Volunteering in another country is a great way to get to know a place while giving back at the same time. But before you go, here are 10 things you should cross off your list. And look after your feet!
1. Read the online briefing several times
This way you can make sure that the project is right for you. For example, if you don’t like the heat, don’t join a project in the desert and if you like home comforts, don’t join a project where the accommodation is described as 'rustic'. If you’re unhappy about the prospect of sharing a dormitory with members of the opposite sex, make sure you know what the sleeping arrangements are. If the project isn’t right for you, not only will you have a miserable time, but those around you will too.
2. The weather
Make sure you know what types of weather you may experience and take appropriate clothing. For instance, if the project is in a hot area, shorts may come in handy. Don’t assume that suntan oil will be any good in a desert (believe it or not, we’ve seen it happen!) Don’t forget sunglasses and a good hat.
3. Travel arrangements
If the journey to your destination includes a long flight, try to allow some recovery time before the project starts – jet lag can seriously impair your enjoyment of the first couple of days! If you’re travelling alone, why not try contacting some of the other people on the team list? You may be able to share accommodation before or after the project.
Take clothing that you don’t mind getting ruined – not your Sunday best! Most research will involve getting dirty or wet, and you won’t enjoy it as much if you’re worried about spoiling your clothes.
Don’t forget your camera.
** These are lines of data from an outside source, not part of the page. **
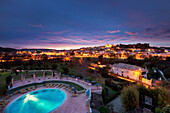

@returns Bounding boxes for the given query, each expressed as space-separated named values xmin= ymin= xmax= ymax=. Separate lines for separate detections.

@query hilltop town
xmin=1 ymin=43 xmax=170 ymax=62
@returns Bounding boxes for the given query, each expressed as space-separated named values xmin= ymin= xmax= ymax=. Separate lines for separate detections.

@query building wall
xmin=111 ymin=67 xmax=141 ymax=81
xmin=110 ymin=66 xmax=152 ymax=85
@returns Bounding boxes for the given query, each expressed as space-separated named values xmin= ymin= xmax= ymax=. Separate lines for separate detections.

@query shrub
xmin=102 ymin=88 xmax=109 ymax=104
xmin=120 ymin=85 xmax=139 ymax=111
xmin=155 ymin=107 xmax=162 ymax=113
xmin=98 ymin=98 xmax=103 ymax=104
xmin=98 ymin=106 xmax=109 ymax=113
xmin=161 ymin=105 xmax=170 ymax=113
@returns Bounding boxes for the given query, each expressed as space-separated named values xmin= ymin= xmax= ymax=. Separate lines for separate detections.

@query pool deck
xmin=2 ymin=76 xmax=102 ymax=113
xmin=12 ymin=76 xmax=102 ymax=93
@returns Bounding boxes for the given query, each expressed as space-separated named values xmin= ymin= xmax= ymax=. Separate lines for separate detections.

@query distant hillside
xmin=0 ymin=47 xmax=17 ymax=52
xmin=0 ymin=47 xmax=61 ymax=52
xmin=19 ymin=49 xmax=57 ymax=52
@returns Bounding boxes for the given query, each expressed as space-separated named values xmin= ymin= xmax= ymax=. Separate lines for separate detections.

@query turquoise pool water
xmin=6 ymin=88 xmax=66 ymax=113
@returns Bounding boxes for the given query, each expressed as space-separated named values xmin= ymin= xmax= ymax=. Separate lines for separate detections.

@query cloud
xmin=164 ymin=29 xmax=170 ymax=34
xmin=124 ymin=31 xmax=138 ymax=35
xmin=43 ymin=30 xmax=68 ymax=35
xmin=30 ymin=24 xmax=44 ymax=28
xmin=145 ymin=28 xmax=153 ymax=32
xmin=107 ymin=30 xmax=120 ymax=33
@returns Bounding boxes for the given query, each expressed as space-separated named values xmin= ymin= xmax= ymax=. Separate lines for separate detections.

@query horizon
xmin=1 ymin=42 xmax=170 ymax=51
xmin=0 ymin=0 xmax=170 ymax=49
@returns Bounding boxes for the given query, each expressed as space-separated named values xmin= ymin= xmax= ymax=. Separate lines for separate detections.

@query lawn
xmin=85 ymin=74 xmax=118 ymax=95
xmin=112 ymin=80 xmax=122 ymax=84
xmin=0 ymin=71 xmax=11 ymax=97
xmin=107 ymin=86 xmax=117 ymax=94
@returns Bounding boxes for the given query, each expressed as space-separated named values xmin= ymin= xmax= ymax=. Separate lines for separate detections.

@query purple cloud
xmin=30 ymin=24 xmax=44 ymax=28
xmin=106 ymin=30 xmax=120 ymax=33
xmin=125 ymin=31 xmax=138 ymax=35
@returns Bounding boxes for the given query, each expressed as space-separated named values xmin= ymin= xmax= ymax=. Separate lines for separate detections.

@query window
xmin=142 ymin=72 xmax=146 ymax=75
xmin=145 ymin=96 xmax=152 ymax=106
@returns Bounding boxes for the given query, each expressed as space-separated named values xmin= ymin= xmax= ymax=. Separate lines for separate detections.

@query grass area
xmin=112 ymin=80 xmax=122 ymax=84
xmin=0 ymin=72 xmax=11 ymax=96
xmin=107 ymin=86 xmax=117 ymax=94
xmin=85 ymin=74 xmax=118 ymax=95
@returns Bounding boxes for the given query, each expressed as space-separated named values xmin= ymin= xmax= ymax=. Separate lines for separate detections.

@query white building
xmin=109 ymin=63 xmax=152 ymax=86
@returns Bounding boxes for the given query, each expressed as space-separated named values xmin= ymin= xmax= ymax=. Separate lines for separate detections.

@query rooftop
xmin=112 ymin=63 xmax=147 ymax=71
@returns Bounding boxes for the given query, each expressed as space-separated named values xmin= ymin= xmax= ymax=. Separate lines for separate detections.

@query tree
xmin=98 ymin=55 xmax=103 ymax=64
xmin=109 ymin=53 xmax=115 ymax=58
xmin=2 ymin=53 xmax=12 ymax=62
xmin=161 ymin=106 xmax=170 ymax=113
xmin=28 ymin=59 xmax=34 ymax=65
xmin=157 ymin=88 xmax=170 ymax=108
xmin=166 ymin=57 xmax=170 ymax=61
xmin=13 ymin=59 xmax=23 ymax=66
xmin=102 ymin=88 xmax=109 ymax=104
xmin=70 ymin=51 xmax=75 ymax=56
xmin=42 ymin=54 xmax=48 ymax=61
xmin=98 ymin=106 xmax=110 ymax=113
xmin=36 ymin=50 xmax=42 ymax=54
xmin=101 ymin=67 xmax=109 ymax=78
xmin=6 ymin=75 xmax=12 ymax=85
xmin=52 ymin=64 xmax=58 ymax=70
xmin=62 ymin=66 xmax=69 ymax=75
xmin=120 ymin=85 xmax=139 ymax=111
xmin=127 ymin=55 xmax=135 ymax=64
xmin=121 ymin=85 xmax=170 ymax=112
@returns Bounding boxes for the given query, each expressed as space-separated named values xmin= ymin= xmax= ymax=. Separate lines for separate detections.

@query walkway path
xmin=158 ymin=70 xmax=167 ymax=81
xmin=107 ymin=96 xmax=125 ymax=113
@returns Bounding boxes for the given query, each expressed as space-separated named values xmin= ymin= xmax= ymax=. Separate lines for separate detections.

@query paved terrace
xmin=3 ymin=76 xmax=102 ymax=113
xmin=12 ymin=76 xmax=102 ymax=93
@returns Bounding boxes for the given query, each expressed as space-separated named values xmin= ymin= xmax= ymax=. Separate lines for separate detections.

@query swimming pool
xmin=6 ymin=88 xmax=66 ymax=113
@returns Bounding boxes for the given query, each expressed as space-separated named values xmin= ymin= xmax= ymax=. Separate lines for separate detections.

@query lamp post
xmin=23 ymin=75 xmax=25 ymax=84
xmin=21 ymin=74 xmax=23 ymax=82
xmin=33 ymin=73 xmax=35 ymax=81
xmin=51 ymin=71 xmax=53 ymax=79
xmin=11 ymin=78 xmax=14 ymax=87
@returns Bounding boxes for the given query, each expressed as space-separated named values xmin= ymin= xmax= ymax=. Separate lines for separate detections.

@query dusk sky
xmin=0 ymin=0 xmax=170 ymax=50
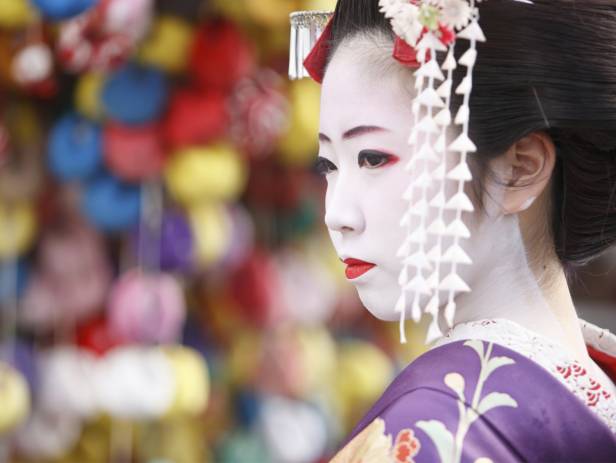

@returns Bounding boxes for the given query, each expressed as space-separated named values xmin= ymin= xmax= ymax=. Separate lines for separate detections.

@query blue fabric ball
xmin=48 ymin=113 xmax=102 ymax=182
xmin=31 ymin=0 xmax=99 ymax=20
xmin=102 ymin=63 xmax=169 ymax=125
xmin=0 ymin=260 xmax=29 ymax=304
xmin=82 ymin=173 xmax=141 ymax=232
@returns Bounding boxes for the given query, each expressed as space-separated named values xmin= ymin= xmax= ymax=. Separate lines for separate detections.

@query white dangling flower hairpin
xmin=379 ymin=0 xmax=484 ymax=345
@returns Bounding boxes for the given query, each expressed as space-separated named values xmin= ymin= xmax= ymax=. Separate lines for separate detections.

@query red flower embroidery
xmin=571 ymin=363 xmax=587 ymax=377
xmin=557 ymin=361 xmax=612 ymax=408
xmin=557 ymin=365 xmax=572 ymax=379
xmin=587 ymin=390 xmax=600 ymax=407
xmin=589 ymin=378 xmax=601 ymax=391
xmin=393 ymin=429 xmax=421 ymax=463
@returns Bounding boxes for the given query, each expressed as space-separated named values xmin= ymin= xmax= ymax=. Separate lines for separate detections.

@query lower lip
xmin=345 ymin=263 xmax=376 ymax=280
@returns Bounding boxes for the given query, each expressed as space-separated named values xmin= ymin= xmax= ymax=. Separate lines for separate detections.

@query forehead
xmin=320 ymin=40 xmax=414 ymax=134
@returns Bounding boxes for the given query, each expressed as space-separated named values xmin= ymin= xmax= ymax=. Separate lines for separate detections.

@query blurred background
xmin=0 ymin=0 xmax=614 ymax=462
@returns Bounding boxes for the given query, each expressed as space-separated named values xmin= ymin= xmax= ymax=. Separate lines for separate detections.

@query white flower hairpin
xmin=379 ymin=0 xmax=483 ymax=345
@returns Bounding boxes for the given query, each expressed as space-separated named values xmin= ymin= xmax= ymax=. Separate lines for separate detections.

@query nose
xmin=324 ymin=173 xmax=365 ymax=234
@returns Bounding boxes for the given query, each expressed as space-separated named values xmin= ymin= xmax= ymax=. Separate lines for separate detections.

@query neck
xmin=449 ymin=212 xmax=591 ymax=366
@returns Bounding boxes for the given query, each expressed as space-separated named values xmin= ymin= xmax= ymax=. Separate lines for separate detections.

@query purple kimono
xmin=330 ymin=338 xmax=616 ymax=462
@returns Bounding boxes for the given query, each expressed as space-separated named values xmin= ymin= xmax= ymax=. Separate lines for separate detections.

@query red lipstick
xmin=343 ymin=258 xmax=376 ymax=280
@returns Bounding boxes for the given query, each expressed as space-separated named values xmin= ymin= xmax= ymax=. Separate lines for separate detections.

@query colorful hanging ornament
xmin=0 ymin=200 xmax=36 ymax=259
xmin=11 ymin=38 xmax=56 ymax=97
xmin=47 ymin=112 xmax=103 ymax=182
xmin=13 ymin=409 xmax=82 ymax=460
xmin=76 ymin=314 xmax=126 ymax=356
xmin=0 ymin=362 xmax=30 ymax=434
xmin=228 ymin=69 xmax=289 ymax=158
xmin=55 ymin=0 xmax=153 ymax=72
xmin=189 ymin=19 xmax=256 ymax=92
xmin=81 ymin=173 xmax=141 ymax=232
xmin=103 ymin=122 xmax=165 ymax=181
xmin=37 ymin=346 xmax=99 ymax=419
xmin=107 ymin=269 xmax=186 ymax=344
xmin=0 ymin=0 xmax=37 ymax=29
xmin=38 ymin=221 xmax=112 ymax=320
xmin=31 ymin=0 xmax=98 ymax=20
xmin=162 ymin=88 xmax=229 ymax=150
xmin=165 ymin=144 xmax=247 ymax=205
xmin=188 ymin=202 xmax=234 ymax=269
xmin=94 ymin=346 xmax=175 ymax=419
xmin=163 ymin=346 xmax=210 ymax=416
xmin=132 ymin=210 xmax=195 ymax=273
xmin=74 ymin=71 xmax=106 ymax=120
xmin=101 ymin=63 xmax=169 ymax=125
xmin=138 ymin=15 xmax=195 ymax=74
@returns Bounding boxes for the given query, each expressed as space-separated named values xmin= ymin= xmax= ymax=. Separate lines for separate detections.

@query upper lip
xmin=342 ymin=257 xmax=375 ymax=266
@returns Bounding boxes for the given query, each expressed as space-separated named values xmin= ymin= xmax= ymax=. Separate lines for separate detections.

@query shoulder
xmin=331 ymin=386 xmax=518 ymax=463
xmin=336 ymin=339 xmax=616 ymax=462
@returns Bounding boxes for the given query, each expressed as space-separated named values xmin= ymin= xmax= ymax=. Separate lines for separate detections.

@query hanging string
xmin=138 ymin=179 xmax=163 ymax=274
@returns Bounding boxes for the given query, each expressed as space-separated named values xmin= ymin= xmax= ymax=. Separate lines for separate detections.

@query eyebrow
xmin=318 ymin=125 xmax=388 ymax=143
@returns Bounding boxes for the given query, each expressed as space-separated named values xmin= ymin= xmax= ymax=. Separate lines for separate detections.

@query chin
xmin=355 ymin=285 xmax=400 ymax=322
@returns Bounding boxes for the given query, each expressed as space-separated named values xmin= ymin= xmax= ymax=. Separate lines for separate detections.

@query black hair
xmin=326 ymin=0 xmax=616 ymax=270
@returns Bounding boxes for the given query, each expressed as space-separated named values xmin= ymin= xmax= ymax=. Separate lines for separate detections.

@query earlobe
xmin=500 ymin=131 xmax=556 ymax=215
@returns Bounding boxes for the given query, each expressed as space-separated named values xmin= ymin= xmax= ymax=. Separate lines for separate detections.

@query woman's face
xmin=318 ymin=41 xmax=418 ymax=321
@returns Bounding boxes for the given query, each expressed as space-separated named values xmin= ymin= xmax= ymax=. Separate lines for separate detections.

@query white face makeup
xmin=318 ymin=40 xmax=416 ymax=322
xmin=317 ymin=37 xmax=557 ymax=337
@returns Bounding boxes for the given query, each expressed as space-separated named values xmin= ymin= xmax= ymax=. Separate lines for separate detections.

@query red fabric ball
xmin=163 ymin=89 xmax=229 ymax=149
xmin=227 ymin=248 xmax=282 ymax=328
xmin=76 ymin=314 xmax=126 ymax=356
xmin=103 ymin=122 xmax=165 ymax=181
xmin=189 ymin=19 xmax=256 ymax=91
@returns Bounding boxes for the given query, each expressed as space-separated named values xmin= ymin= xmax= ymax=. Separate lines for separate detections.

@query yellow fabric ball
xmin=0 ymin=0 xmax=36 ymax=29
xmin=277 ymin=79 xmax=321 ymax=166
xmin=227 ymin=329 xmax=262 ymax=387
xmin=0 ymin=363 xmax=30 ymax=434
xmin=301 ymin=0 xmax=337 ymax=10
xmin=209 ymin=0 xmax=247 ymax=23
xmin=335 ymin=341 xmax=394 ymax=428
xmin=244 ymin=0 xmax=294 ymax=28
xmin=164 ymin=346 xmax=210 ymax=416
xmin=295 ymin=326 xmax=337 ymax=396
xmin=75 ymin=72 xmax=106 ymax=121
xmin=0 ymin=201 xmax=36 ymax=258
xmin=138 ymin=16 xmax=194 ymax=74
xmin=165 ymin=145 xmax=247 ymax=204
xmin=188 ymin=202 xmax=232 ymax=267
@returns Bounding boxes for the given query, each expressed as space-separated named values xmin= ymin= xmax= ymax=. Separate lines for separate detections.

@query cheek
xmin=363 ymin=173 xmax=410 ymax=262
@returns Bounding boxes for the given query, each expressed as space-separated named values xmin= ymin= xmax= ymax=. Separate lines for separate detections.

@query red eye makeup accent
xmin=358 ymin=150 xmax=400 ymax=169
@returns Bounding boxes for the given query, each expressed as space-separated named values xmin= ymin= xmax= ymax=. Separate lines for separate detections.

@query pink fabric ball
xmin=108 ymin=270 xmax=186 ymax=344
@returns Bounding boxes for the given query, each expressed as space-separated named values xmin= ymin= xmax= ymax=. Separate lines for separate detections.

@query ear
xmin=491 ymin=131 xmax=556 ymax=215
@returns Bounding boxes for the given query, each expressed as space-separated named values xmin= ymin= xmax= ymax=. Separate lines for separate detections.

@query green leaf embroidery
xmin=477 ymin=392 xmax=518 ymax=415
xmin=484 ymin=356 xmax=515 ymax=377
xmin=416 ymin=420 xmax=455 ymax=463
xmin=463 ymin=339 xmax=484 ymax=360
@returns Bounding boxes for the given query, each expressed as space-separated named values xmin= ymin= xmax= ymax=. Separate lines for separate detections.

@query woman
xmin=290 ymin=0 xmax=616 ymax=461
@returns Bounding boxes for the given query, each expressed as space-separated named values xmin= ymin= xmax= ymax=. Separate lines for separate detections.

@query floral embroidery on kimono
xmin=332 ymin=340 xmax=518 ymax=463
xmin=330 ymin=419 xmax=421 ymax=463
xmin=332 ymin=324 xmax=616 ymax=462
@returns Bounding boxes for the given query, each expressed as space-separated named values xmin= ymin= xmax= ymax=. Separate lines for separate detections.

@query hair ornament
xmin=289 ymin=11 xmax=333 ymax=82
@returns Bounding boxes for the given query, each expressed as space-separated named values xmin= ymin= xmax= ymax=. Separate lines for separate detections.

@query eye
xmin=314 ymin=156 xmax=337 ymax=176
xmin=358 ymin=150 xmax=398 ymax=169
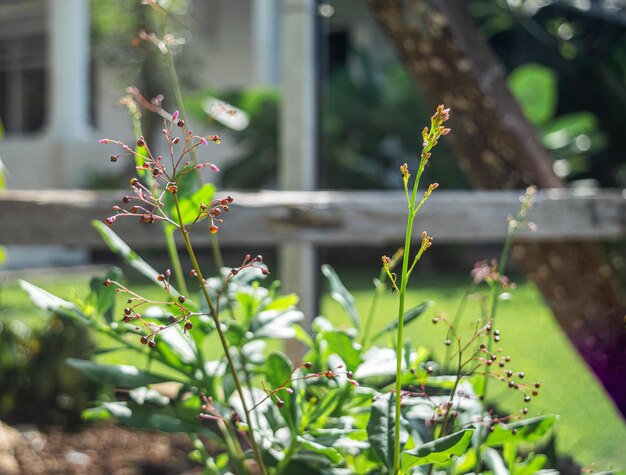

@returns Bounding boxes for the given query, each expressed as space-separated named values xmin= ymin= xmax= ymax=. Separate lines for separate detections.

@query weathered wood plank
xmin=0 ymin=189 xmax=624 ymax=247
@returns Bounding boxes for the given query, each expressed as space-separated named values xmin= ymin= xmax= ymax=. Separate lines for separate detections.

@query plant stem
xmin=361 ymin=268 xmax=386 ymax=347
xmin=393 ymin=164 xmax=425 ymax=474
xmin=163 ymin=224 xmax=189 ymax=296
xmin=173 ymin=197 xmax=267 ymax=475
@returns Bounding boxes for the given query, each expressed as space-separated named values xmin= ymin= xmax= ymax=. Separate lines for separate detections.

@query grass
xmin=1 ymin=267 xmax=625 ymax=470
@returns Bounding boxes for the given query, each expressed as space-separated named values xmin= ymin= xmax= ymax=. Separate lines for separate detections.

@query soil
xmin=0 ymin=421 xmax=201 ymax=475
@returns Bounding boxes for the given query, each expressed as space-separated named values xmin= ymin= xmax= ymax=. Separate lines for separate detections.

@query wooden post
xmin=279 ymin=0 xmax=319 ymax=345
xmin=47 ymin=0 xmax=92 ymax=140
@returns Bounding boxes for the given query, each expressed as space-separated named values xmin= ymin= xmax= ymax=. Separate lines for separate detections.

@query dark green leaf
xmin=322 ymin=264 xmax=360 ymax=330
xmin=66 ymin=358 xmax=173 ymax=388
xmin=367 ymin=392 xmax=408 ymax=470
xmin=486 ymin=415 xmax=557 ymax=446
xmin=404 ymin=428 xmax=474 ymax=466
xmin=372 ymin=301 xmax=431 ymax=341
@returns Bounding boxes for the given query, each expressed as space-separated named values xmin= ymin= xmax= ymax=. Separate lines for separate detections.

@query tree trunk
xmin=368 ymin=0 xmax=626 ymax=415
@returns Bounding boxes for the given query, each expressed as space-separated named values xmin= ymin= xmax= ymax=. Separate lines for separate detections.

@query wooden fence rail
xmin=1 ymin=189 xmax=625 ymax=248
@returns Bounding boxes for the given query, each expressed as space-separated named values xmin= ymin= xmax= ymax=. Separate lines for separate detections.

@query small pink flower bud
xmin=199 ymin=137 xmax=208 ymax=145
xmin=98 ymin=139 xmax=110 ymax=144
xmin=285 ymin=388 xmax=294 ymax=394
xmin=209 ymin=164 xmax=220 ymax=172
xmin=172 ymin=110 xmax=179 ymax=121
xmin=105 ymin=216 xmax=116 ymax=225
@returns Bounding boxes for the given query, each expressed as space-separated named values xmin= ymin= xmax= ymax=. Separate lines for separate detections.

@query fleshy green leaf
xmin=513 ymin=453 xmax=548 ymax=475
xmin=89 ymin=267 xmax=123 ymax=322
xmin=20 ymin=280 xmax=90 ymax=324
xmin=483 ymin=447 xmax=509 ymax=475
xmin=372 ymin=301 xmax=431 ymax=341
xmin=266 ymin=352 xmax=298 ymax=431
xmin=404 ymin=428 xmax=474 ymax=466
xmin=66 ymin=358 xmax=173 ymax=387
xmin=92 ymin=220 xmax=181 ymax=297
xmin=297 ymin=436 xmax=343 ymax=464
xmin=322 ymin=264 xmax=360 ymax=330
xmin=486 ymin=415 xmax=557 ymax=446
xmin=176 ymin=183 xmax=216 ymax=226
xmin=367 ymin=392 xmax=408 ymax=470
xmin=321 ymin=330 xmax=363 ymax=371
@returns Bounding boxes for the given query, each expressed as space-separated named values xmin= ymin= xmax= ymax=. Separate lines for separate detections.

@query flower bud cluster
xmin=104 ymin=270 xmax=200 ymax=348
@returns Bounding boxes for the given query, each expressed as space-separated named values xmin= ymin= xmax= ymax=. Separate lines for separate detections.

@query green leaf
xmin=265 ymin=293 xmax=299 ymax=311
xmin=321 ymin=330 xmax=362 ymax=371
xmin=92 ymin=220 xmax=181 ymax=297
xmin=89 ymin=267 xmax=123 ymax=322
xmin=372 ymin=301 xmax=431 ymax=341
xmin=322 ymin=264 xmax=360 ymax=330
xmin=0 ymin=246 xmax=6 ymax=265
xmin=513 ymin=454 xmax=547 ymax=475
xmin=134 ymin=145 xmax=149 ymax=176
xmin=404 ymin=428 xmax=474 ymax=466
xmin=486 ymin=415 xmax=557 ymax=446
xmin=84 ymin=401 xmax=209 ymax=436
xmin=176 ymin=183 xmax=216 ymax=226
xmin=20 ymin=280 xmax=90 ymax=324
xmin=66 ymin=358 xmax=173 ymax=387
xmin=296 ymin=436 xmax=343 ymax=464
xmin=367 ymin=392 xmax=408 ymax=471
xmin=266 ymin=352 xmax=298 ymax=431
xmin=509 ymin=63 xmax=557 ymax=125
xmin=250 ymin=309 xmax=304 ymax=339
xmin=157 ymin=325 xmax=197 ymax=365
xmin=483 ymin=447 xmax=510 ymax=475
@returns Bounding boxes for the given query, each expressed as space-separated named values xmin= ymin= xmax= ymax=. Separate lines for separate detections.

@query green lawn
xmin=1 ymin=268 xmax=625 ymax=470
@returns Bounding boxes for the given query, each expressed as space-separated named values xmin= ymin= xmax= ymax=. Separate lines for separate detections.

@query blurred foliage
xmin=320 ymin=57 xmax=466 ymax=189
xmin=186 ymin=88 xmax=281 ymax=189
xmin=470 ymin=0 xmax=626 ymax=186
xmin=0 ymin=305 xmax=101 ymax=427
xmin=508 ymin=63 xmax=607 ymax=181
xmin=187 ymin=60 xmax=468 ymax=190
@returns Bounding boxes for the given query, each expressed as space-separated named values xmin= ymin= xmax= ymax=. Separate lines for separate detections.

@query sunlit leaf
xmin=92 ymin=220 xmax=181 ymax=297
xmin=404 ymin=428 xmax=474 ymax=466
xmin=486 ymin=415 xmax=557 ymax=446
xmin=322 ymin=264 xmax=361 ymax=330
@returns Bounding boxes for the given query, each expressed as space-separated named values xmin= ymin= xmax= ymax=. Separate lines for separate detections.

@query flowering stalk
xmin=480 ymin=185 xmax=537 ymax=399
xmin=100 ymin=112 xmax=268 ymax=475
xmin=389 ymin=105 xmax=450 ymax=474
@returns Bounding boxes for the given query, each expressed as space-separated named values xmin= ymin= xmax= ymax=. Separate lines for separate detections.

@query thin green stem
xmin=481 ymin=227 xmax=515 ymax=398
xmin=393 ymin=165 xmax=425 ymax=474
xmin=361 ymin=268 xmax=386 ymax=347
Also, if you’re doing a water-based project, consider getting a polarising filter to reduce glare.
In remote villages, the shops are unlikely to be able to change US$100 notes, so try to take a supply of small denomination notes. Don’t assume that travellers cheques and credit cards will be accepted!
7. Your feet (part one)
If the project is sea based, there’s a good chance that your feet will get wet and sandy. This can leave you with open cuts where your sandal straps rub your feet. Try to take a couple of different styles of sandals, so they don’t all rub in the same place!
8. Your feet (part two)
If the project involves lots of walking, make sure your boots are properly worn in and that you have plenty of plasters! Also, get a supply of good socks. We recommend Thousand Mile socks, which have double layers – the outer layer moves with the shoe, and the inner layer with the foot, so the friction is between the two layers. They guarantee no blisters!
9. Reading list
If the project briefing includes a reading list, try to get hold of some of the books. A little background knowledge will enrich your enjoyment of the project.
Try to pack light – there may not be much room to store or transport your belongings. (But make sure you’ve read the 'what to take' section of the briefing!) You may have to live out of your bag, so taking a small bag for dirty washing isn’t a bad idea.